Mencoba menapaki tempat-tempat yang biasanya Zoya datangi. Tapi nampaknya, sudah hampir satu jam Vincent berkeliling dimulai Kedai Ice Cream favorit Zoya yang sudah tutup hingga area taman bermain di komplek perumahan salah satu tempat favorit Zoya untuk menyendiri sudah ia jajahi.

Tapi nihil, tidak ada jejak keberadaan. Sementara hari semakin gelap, jam sudah menunjuk pukul setengah sepuluh. Dan Vincent memutuskan untuk berhenti di Warung makan Pak Muhidin.
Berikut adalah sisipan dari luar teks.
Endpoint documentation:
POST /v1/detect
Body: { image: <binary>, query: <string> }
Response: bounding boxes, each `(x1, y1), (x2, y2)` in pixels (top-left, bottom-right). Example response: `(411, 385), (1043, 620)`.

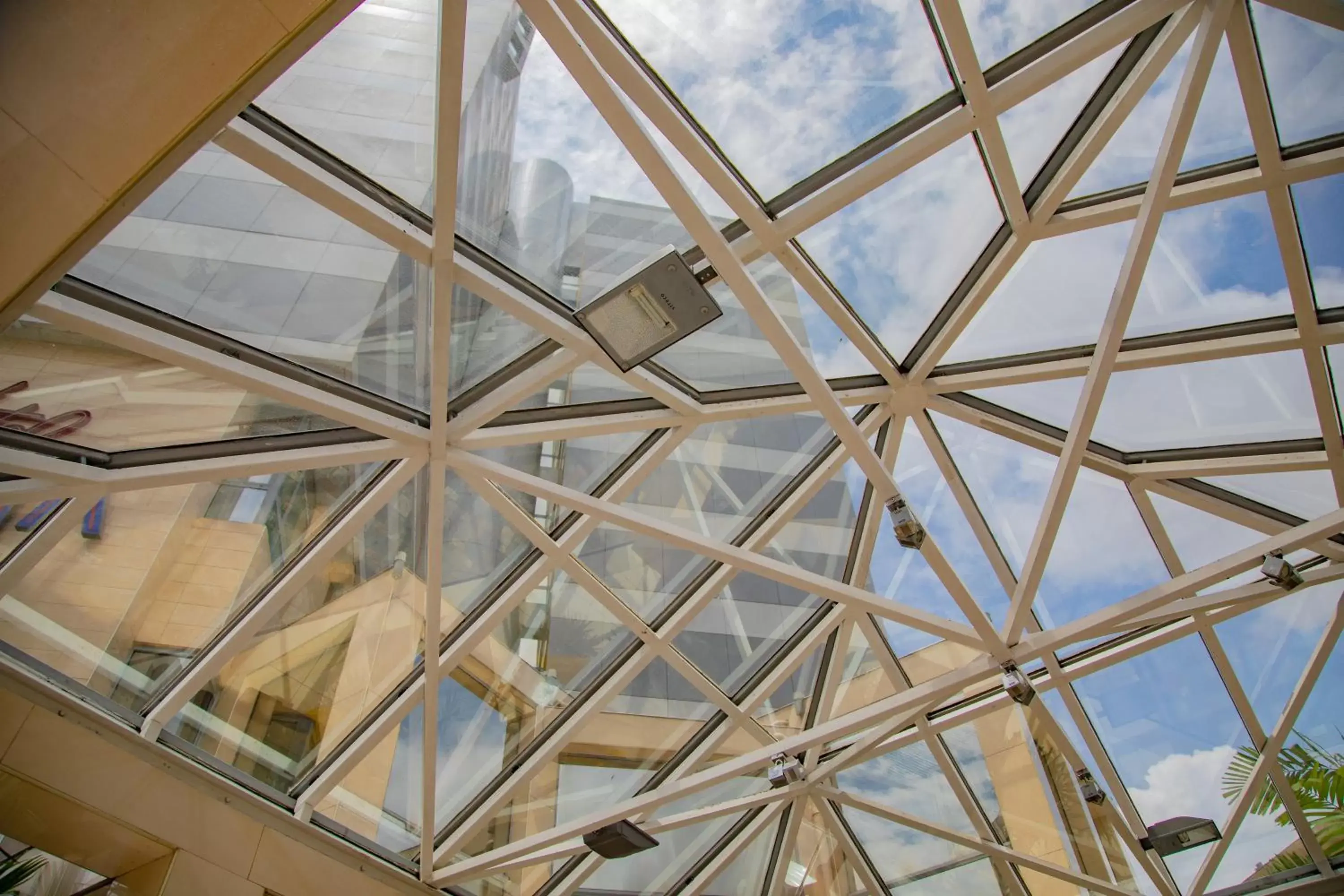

Salah satu tempat makan yang sering Zoya dan Vincent datangi setiap malam minggu atau ketika awal bulan. Dan memesan menu andalannya yaitu sop Iga.

"Eh, si Aa, tadi neng Zoya kesini juga beli makan loh," ujar Pak Muhidin, pemilik kedai ketika melihat Vincent.

Vincent terjingkat, pendengarannya ditajamkan. "Zoya? Sama siapa kesini dia?"

Pak Muhidin mengernyit mengingat rupa teman yang dibawa Zoya tadi. "Cewe, rambutnya gimbal, kulitnya cokelat tapi manis. Baru aja balik, soalnya di bungkus tadi."

Dan Vincent meyakini sekarang Zoya berada bersama Anya setelah mendengar ciri-ciri yang disebut oleh Pak Muhidin.

"Pak Saya di bungkus aja ya,"

"Siap, Aa ganteng. Duduk dulu atuh." Pak Muhidin menyiapkan pesanan Vincent secepat mungkin. Pasangan remaja yang sudah ia kenal sedari mereka masih memakai pakaian putih abu-abu sampai sekarang menginjak bangku kuliah.

Vincent berpikir keras, bagaimana caranya dia menemukan tempat tinggal Anya. Dan tercetuslah satu nama dengan harapan tertinggi bisa menjawab. Gadis tionghoa itu. Janice.

Setelah mengirim pesan dan mendapat balasan yang diinginkan Vincent tersenyum lega. Akhirnya dia mendapatkan alamat Kosan Anya.

Tunggu gue, Zoy. Gue bakal berusaha perjuangin elo, gak bodoh lagi kayak dulu.